In order to reduce inter-creditor tensions and coordination problems going forward, it would be interesting to have a clearer view ex ante of the qualification of Chinese creditors. The IMF could engineer a similar classification methodology to the one it uses for multilaterals within the arrears policies, in the form of a binary decision tree assessing the treatment of this creditor in previous restructurings, the breadth of its membership, etc.
Some specific criteria to assess whether a bank is to be considered as a bilateral creditor could include financial ownership by the state or the presence of officials in the governance structure. In their “How China Lends” paper, Anna Gelpern and colleagues note that some loan contracts include the termination of diplomatic relations with China as an event of default: such clauses could be considered as supporting factors for the inclusion of loans in the bilateral debt stock, though obviously they are rarely available to the public or even IMF teams.
Finally, once the scope has been agreed for what constitutes the bilateral debt stock of Sri Lanka, there might be further internal tensions among Chinese creditors, as Brad Setser noted a few weeks ago when we discussed the Zambia program. The Chinese government might indeed have a say on how to allocate the debt relief among different entities and policy banks.
The ball remains in the IMF’s court
The IMF will be the final judge of what can be considered as sufficient financing assurances to approve the program in Sri Lanka and make the first disbursement. The financing assurances and arrears policies do provide a lot of caveats and wiggle room for judgement calls, which might turn the tide in either direction.
Sri Lanka will in any case create a precedent for sovereign debt restructurings after the COVID-19 pandemic in middle-income countries. For instance the attitude of the IMF and the application of its policies with regards to the ad hoc coordination platform will be very interesting to watch. Since a political push to significantly improve and expand the Common Framework in coming months seems unlikely at the G20, ad hoc processes will be the only choice for many countries seeking debt treatment, e.g. small middle-income island countries.

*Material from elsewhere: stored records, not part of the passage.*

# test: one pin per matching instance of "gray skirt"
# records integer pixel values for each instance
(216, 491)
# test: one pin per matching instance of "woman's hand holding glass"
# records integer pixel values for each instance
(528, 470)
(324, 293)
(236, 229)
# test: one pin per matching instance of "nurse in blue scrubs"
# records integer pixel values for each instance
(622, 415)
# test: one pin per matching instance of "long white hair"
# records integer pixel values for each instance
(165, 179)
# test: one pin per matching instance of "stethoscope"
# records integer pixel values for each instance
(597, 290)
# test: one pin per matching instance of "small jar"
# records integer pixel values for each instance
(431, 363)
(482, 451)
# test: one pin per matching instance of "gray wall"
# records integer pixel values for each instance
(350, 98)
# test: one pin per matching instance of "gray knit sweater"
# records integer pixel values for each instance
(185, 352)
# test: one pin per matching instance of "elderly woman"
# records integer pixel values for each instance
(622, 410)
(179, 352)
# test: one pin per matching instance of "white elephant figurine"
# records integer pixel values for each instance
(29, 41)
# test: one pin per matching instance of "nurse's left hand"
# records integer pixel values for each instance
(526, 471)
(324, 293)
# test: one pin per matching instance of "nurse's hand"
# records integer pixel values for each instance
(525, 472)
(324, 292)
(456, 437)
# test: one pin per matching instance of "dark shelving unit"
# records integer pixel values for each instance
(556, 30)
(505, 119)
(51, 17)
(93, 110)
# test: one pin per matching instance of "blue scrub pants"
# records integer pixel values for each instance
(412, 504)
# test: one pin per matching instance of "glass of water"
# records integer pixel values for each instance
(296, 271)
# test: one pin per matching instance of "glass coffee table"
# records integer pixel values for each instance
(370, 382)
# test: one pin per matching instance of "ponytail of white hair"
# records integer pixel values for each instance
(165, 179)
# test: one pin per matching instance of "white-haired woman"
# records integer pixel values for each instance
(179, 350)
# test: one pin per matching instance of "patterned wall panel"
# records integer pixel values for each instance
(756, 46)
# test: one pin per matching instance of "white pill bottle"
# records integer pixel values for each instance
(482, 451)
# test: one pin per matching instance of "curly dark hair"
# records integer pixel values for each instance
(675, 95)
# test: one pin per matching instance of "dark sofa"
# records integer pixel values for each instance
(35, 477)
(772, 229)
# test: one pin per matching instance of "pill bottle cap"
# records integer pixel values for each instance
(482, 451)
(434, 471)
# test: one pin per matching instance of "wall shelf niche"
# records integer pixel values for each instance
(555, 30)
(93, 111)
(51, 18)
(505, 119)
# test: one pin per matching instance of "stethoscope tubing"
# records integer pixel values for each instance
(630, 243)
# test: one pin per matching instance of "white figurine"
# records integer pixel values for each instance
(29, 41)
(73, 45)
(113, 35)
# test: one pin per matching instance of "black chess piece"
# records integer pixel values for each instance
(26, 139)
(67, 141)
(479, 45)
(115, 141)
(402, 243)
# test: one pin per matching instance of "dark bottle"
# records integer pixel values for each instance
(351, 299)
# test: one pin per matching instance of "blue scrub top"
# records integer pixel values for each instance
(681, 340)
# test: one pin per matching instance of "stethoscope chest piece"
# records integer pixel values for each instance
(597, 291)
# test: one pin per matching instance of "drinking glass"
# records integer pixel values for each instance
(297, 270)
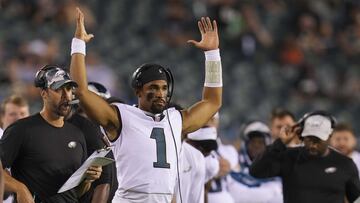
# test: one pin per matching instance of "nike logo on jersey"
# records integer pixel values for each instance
(187, 170)
(330, 170)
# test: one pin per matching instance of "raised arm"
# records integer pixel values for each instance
(94, 106)
(198, 115)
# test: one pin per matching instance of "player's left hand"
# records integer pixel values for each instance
(209, 35)
(93, 173)
(80, 31)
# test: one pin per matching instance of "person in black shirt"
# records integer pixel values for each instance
(44, 150)
(313, 172)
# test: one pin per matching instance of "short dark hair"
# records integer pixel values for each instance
(13, 99)
(281, 113)
(343, 127)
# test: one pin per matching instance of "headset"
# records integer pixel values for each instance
(40, 77)
(137, 83)
(301, 122)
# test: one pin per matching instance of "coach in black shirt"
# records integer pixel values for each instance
(43, 150)
(313, 173)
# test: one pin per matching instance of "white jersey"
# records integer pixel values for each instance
(146, 159)
(192, 175)
(355, 156)
(212, 167)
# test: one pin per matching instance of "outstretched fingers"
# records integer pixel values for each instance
(201, 27)
(215, 25)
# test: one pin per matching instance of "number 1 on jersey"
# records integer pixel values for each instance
(159, 136)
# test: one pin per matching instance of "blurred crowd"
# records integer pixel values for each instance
(298, 54)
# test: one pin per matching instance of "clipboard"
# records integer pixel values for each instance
(97, 158)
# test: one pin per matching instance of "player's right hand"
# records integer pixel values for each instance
(80, 31)
(23, 195)
(209, 35)
(224, 167)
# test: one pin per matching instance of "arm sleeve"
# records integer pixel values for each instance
(268, 164)
(10, 144)
(352, 187)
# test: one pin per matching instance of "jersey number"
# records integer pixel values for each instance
(159, 136)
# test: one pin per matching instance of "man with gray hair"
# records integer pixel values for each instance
(313, 172)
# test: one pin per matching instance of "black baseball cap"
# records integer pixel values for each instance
(57, 78)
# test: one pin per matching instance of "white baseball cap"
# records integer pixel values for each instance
(208, 133)
(318, 126)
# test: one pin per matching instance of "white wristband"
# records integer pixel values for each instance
(213, 69)
(212, 55)
(78, 46)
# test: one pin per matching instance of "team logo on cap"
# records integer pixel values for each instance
(330, 170)
(72, 144)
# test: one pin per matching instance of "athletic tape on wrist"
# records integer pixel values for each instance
(78, 46)
(213, 69)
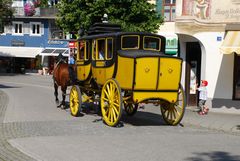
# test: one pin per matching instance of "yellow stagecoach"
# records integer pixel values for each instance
(120, 70)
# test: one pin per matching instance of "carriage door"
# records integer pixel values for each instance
(193, 71)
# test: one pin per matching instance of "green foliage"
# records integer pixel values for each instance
(132, 15)
(6, 11)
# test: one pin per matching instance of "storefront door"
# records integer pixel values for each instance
(193, 71)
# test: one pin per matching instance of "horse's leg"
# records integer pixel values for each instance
(56, 92)
(64, 89)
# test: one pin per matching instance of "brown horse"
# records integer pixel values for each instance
(61, 78)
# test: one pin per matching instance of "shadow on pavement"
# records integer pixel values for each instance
(214, 156)
(4, 86)
(142, 118)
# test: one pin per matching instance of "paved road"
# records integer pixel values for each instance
(32, 128)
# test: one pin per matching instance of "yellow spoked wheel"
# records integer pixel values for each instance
(111, 102)
(172, 113)
(75, 100)
(130, 108)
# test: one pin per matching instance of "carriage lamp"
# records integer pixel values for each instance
(105, 18)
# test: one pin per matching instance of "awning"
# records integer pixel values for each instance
(231, 43)
(171, 47)
(23, 52)
(55, 52)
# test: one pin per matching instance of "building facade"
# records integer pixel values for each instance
(32, 40)
(209, 37)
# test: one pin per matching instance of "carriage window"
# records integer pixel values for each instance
(151, 43)
(82, 46)
(101, 49)
(130, 42)
(87, 50)
(109, 48)
(94, 50)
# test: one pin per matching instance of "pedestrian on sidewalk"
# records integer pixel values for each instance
(203, 97)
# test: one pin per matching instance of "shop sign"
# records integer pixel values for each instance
(17, 43)
(72, 45)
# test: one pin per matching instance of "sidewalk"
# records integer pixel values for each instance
(217, 121)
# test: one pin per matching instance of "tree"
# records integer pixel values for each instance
(132, 15)
(6, 12)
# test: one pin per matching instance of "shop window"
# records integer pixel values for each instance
(35, 29)
(169, 10)
(17, 28)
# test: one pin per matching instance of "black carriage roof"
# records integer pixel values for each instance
(117, 34)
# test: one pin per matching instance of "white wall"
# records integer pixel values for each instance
(217, 68)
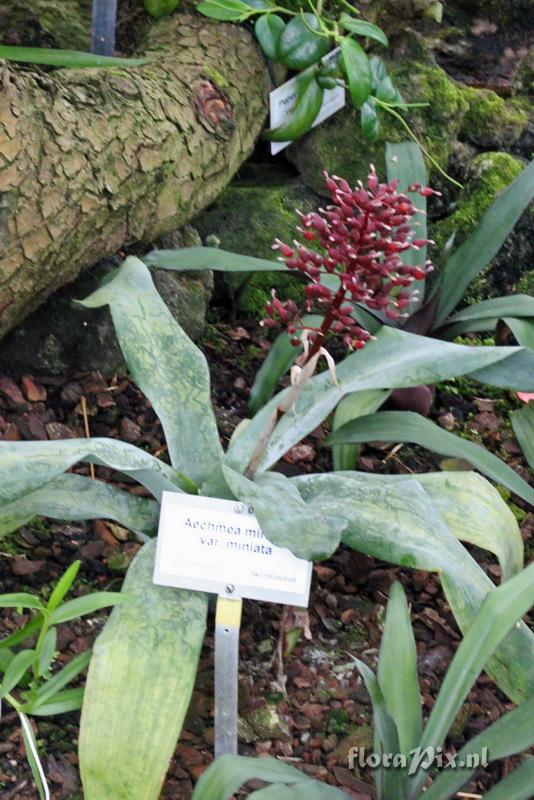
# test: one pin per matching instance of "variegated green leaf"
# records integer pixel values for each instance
(27, 466)
(284, 517)
(74, 497)
(139, 685)
(166, 365)
(407, 426)
(396, 521)
(523, 425)
(357, 404)
(395, 359)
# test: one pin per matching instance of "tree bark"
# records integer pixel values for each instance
(95, 160)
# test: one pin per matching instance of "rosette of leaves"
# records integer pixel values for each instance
(325, 53)
(29, 682)
(143, 665)
(405, 749)
(431, 314)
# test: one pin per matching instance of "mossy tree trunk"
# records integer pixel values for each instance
(94, 160)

A glimmer of hope might come from the apparent willingness of the US – the main IMF shareholder with a de facto veto on all major decisions – to move forward swiftly on Sri Lanka, including outside of the Common Framework. It was best illustrated in the conclusion of Brent Neiman’s landmark speech on sovereign debt:
Sri Lanka urgently needs a debt restructuring and, unfortunately, is not eligible for the Common Framework. (…) We are in new territory, but the coming weeks offer a real opportunity for progress. (…) Swiftly concluding the first Common Framework case, and making clear progress on multilateral restructuring outside of the Framework, would be a big win not only for current and future debtors and their citizens, but also for all official creditors, whether traditional ones or new ones. We must build on recent experiences, apply lessons learned, and push ahead in these cases to prevent any depreciation of our global financial infrastructure.
What is at stake appears to be more than the fate of Sri Lanka, rather to some extent that of the international financial architecture for sovereign debt restructurings. Interesting times ahead.
I am grateful to Sophie Borra and Martin Kessler for valuable comments, and to Brad Setser for his insights and guesses on all things IMF Arrears Policies.